April 24, 2012

Props from Climbing Magazine


Check out the link to Climbing Magazine and learn more about my ascent of the Frank Zappa Appreciation Society.

Thanks to everyone that helped out!!

piz : )

April 20, 2012

Chainsaw Friday

I have been looking forward to this Friday for a little while. We have a big tree at the edge of the property that is ugly and falling apart with every big windstorm. So in order to make my and my neighbors yards safer, we are going to chop it down.

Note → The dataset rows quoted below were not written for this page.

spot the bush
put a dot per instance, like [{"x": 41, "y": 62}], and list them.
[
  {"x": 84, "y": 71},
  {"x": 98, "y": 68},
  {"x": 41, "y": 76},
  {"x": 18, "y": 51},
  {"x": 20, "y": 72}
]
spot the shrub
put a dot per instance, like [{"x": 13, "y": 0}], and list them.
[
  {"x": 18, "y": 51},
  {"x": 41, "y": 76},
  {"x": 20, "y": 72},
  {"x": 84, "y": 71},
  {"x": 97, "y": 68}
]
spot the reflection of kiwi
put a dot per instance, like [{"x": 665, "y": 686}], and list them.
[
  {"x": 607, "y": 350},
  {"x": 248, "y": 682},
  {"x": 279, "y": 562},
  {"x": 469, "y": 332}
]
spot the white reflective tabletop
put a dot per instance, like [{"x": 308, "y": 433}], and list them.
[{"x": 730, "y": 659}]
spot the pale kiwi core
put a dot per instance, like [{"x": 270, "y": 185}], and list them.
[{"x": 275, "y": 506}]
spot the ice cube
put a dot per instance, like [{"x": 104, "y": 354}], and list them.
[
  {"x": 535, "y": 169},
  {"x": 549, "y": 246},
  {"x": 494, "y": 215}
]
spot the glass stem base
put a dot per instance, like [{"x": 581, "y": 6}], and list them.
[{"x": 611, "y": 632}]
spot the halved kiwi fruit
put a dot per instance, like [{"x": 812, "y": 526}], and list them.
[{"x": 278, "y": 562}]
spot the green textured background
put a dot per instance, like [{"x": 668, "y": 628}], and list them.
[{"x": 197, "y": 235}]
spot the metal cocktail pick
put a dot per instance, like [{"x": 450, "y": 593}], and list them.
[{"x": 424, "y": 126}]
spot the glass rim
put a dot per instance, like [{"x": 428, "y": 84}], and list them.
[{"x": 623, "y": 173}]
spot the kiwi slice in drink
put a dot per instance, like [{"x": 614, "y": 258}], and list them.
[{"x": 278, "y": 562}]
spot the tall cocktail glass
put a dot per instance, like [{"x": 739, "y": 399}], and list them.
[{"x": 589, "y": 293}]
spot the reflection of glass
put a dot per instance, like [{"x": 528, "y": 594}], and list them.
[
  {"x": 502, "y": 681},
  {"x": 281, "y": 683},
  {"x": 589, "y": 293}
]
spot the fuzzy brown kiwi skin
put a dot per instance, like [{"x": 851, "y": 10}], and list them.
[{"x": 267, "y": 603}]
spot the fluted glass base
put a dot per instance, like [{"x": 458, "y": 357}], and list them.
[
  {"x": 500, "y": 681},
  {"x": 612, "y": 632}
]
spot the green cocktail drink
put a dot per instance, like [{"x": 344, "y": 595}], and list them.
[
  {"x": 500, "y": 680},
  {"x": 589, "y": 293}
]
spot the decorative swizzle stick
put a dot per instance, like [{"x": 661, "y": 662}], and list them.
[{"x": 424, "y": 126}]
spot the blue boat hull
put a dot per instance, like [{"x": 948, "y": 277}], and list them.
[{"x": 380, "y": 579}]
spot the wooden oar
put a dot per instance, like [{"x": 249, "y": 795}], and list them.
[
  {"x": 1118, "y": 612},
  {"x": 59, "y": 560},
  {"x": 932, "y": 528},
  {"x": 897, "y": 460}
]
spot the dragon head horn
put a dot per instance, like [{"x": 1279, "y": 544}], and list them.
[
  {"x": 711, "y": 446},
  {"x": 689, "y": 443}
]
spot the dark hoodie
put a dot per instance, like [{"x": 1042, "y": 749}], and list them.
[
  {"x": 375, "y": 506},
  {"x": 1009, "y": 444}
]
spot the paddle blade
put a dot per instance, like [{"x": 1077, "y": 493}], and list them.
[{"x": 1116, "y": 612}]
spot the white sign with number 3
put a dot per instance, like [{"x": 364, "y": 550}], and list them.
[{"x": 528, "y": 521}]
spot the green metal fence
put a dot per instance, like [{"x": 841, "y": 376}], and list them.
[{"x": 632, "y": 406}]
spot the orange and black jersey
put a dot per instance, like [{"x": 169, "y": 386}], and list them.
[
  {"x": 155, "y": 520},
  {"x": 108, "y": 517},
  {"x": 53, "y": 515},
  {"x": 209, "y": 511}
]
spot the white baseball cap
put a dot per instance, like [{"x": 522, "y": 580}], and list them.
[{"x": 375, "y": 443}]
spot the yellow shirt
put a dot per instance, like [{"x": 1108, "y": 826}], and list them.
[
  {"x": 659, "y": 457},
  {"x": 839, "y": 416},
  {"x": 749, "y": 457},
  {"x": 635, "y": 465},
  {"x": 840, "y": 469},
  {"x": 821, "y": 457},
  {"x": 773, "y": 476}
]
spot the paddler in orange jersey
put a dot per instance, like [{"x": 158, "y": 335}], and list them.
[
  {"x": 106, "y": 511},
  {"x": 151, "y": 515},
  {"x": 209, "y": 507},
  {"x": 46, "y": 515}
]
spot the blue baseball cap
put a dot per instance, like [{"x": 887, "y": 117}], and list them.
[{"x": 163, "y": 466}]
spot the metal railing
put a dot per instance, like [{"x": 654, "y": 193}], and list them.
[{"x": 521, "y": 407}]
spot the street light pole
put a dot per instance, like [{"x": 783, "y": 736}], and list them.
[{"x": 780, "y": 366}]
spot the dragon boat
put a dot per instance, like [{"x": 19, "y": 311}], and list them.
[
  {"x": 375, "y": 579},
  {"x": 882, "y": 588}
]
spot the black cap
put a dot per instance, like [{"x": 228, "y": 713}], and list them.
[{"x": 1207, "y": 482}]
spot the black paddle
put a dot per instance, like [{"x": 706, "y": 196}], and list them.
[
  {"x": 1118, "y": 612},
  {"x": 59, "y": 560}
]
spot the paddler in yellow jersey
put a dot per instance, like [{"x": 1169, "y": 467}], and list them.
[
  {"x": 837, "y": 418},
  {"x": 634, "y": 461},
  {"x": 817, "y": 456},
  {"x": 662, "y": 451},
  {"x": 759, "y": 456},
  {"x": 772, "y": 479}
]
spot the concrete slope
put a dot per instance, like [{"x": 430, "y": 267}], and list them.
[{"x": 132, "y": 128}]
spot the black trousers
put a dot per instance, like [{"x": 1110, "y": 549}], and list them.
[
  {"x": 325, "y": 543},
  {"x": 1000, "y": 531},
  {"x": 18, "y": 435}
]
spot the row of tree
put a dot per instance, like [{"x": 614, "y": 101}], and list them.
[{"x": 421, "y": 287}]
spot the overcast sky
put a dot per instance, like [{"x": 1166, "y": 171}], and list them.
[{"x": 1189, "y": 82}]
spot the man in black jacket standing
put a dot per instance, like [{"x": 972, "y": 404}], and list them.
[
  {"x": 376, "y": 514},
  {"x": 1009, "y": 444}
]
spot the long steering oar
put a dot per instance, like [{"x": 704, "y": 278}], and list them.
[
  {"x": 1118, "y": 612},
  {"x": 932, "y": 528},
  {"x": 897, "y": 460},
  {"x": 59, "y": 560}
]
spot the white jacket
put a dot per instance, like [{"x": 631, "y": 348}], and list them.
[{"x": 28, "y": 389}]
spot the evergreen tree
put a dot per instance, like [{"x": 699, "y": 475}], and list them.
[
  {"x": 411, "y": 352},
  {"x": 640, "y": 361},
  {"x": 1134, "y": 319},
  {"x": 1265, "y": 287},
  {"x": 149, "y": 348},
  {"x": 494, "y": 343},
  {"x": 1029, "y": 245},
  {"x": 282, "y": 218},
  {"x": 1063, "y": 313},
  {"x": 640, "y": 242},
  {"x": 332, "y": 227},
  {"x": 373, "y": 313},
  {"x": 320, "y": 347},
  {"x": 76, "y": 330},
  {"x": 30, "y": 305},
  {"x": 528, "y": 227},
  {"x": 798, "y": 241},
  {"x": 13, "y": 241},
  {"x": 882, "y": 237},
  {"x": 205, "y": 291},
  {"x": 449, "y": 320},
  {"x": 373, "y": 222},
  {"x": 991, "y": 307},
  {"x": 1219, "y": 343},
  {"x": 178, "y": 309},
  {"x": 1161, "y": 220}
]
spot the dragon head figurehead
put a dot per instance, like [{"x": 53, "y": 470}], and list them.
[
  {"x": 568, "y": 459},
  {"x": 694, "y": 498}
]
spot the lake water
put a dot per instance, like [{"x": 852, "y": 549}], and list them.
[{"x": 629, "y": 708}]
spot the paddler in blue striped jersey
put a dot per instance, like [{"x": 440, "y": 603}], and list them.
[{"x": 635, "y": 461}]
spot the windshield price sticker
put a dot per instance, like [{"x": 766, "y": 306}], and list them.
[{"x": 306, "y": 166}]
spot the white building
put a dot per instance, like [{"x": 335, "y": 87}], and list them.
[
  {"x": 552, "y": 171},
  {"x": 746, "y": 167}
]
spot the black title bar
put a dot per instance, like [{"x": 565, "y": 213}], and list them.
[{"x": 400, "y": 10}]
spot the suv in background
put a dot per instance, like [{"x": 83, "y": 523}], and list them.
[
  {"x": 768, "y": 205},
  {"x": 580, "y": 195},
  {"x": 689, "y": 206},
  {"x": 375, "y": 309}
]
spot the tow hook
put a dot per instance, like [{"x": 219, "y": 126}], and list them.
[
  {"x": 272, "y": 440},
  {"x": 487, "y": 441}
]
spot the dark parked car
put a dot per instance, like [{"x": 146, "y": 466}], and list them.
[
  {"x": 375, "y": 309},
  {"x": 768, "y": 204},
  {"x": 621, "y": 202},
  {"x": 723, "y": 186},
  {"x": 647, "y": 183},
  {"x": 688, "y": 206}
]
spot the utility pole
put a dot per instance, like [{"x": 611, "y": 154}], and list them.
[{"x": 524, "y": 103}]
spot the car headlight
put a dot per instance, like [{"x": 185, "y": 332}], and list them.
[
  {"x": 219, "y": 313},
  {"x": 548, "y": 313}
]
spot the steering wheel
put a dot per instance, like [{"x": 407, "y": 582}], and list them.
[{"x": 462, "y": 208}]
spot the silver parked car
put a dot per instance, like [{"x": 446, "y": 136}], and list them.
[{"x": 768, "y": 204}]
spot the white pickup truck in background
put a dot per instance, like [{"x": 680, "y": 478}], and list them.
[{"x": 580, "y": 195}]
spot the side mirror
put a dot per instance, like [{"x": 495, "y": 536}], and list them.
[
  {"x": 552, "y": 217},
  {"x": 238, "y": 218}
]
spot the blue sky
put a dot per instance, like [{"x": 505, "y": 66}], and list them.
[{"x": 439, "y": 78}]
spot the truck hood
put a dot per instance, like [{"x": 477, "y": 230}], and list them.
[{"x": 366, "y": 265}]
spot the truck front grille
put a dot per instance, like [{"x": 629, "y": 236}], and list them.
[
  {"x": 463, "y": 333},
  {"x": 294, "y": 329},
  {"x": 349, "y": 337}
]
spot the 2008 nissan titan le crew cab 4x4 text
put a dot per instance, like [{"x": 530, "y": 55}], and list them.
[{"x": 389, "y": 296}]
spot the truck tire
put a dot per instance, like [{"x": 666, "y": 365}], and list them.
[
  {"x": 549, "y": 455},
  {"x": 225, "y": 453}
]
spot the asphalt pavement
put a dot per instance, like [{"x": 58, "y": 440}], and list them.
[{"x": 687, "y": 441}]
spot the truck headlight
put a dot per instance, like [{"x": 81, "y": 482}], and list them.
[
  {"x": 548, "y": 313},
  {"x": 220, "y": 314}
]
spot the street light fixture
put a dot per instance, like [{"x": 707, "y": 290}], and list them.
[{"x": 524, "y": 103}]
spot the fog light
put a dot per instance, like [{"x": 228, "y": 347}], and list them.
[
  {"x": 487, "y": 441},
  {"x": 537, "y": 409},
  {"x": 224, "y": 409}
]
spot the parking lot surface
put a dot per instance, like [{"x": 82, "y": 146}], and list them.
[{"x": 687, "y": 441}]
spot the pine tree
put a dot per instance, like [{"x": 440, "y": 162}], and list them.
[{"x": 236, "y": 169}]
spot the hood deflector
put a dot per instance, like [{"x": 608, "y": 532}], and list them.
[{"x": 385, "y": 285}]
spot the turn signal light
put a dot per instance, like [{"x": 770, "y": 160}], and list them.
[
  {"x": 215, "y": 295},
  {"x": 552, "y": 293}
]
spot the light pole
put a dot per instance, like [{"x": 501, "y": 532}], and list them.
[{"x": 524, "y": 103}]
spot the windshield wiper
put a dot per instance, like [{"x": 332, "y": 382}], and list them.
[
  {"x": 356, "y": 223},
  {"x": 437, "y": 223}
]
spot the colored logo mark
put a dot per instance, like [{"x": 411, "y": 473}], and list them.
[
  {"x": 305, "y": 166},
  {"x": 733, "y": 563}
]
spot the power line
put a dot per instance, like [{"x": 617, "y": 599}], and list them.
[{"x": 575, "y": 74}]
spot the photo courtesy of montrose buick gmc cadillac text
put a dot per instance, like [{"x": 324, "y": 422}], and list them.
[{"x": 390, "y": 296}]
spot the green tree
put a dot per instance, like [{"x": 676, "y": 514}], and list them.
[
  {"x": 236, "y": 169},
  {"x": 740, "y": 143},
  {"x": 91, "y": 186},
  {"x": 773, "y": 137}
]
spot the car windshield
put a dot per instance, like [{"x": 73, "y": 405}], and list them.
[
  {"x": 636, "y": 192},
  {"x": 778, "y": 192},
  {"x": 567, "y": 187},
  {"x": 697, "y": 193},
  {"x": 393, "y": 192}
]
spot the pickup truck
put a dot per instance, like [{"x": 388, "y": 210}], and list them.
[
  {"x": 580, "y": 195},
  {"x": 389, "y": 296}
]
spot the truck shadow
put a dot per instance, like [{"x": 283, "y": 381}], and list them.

Unfortunately due to its shape, the angle of the terrain and the location of the house and the waterlines, we can not drop it in one piece. It will require taking it down little by little, branch by branch.
Either way at the end of the day I will have a safer yard and be able to provide a nice place for my boy to play.

My dad and I had to take down the dangerous trees that were near the house that I grew up in and after I learned how to do it, I used to go to the woods and find standing dead trees and chop them down with an axe. I was not allowed to use the chainsaw without supervision at that age, but I could use the axe anytime that I wanted. It was during those chopping sessions that I learned how to drop a tree where ever I wanted it to fall and where I got hit in the head from one of the branches that came down from over a hundred feet up. What a day that was as it split across my skull and knocked me to the ground. Not a large enough diameter to kill me or break my neck, but enough to lay me out on the forest floor.
Needless to say I won't have that problem this afternoon. This one is smaller and has more tiny branches than anything.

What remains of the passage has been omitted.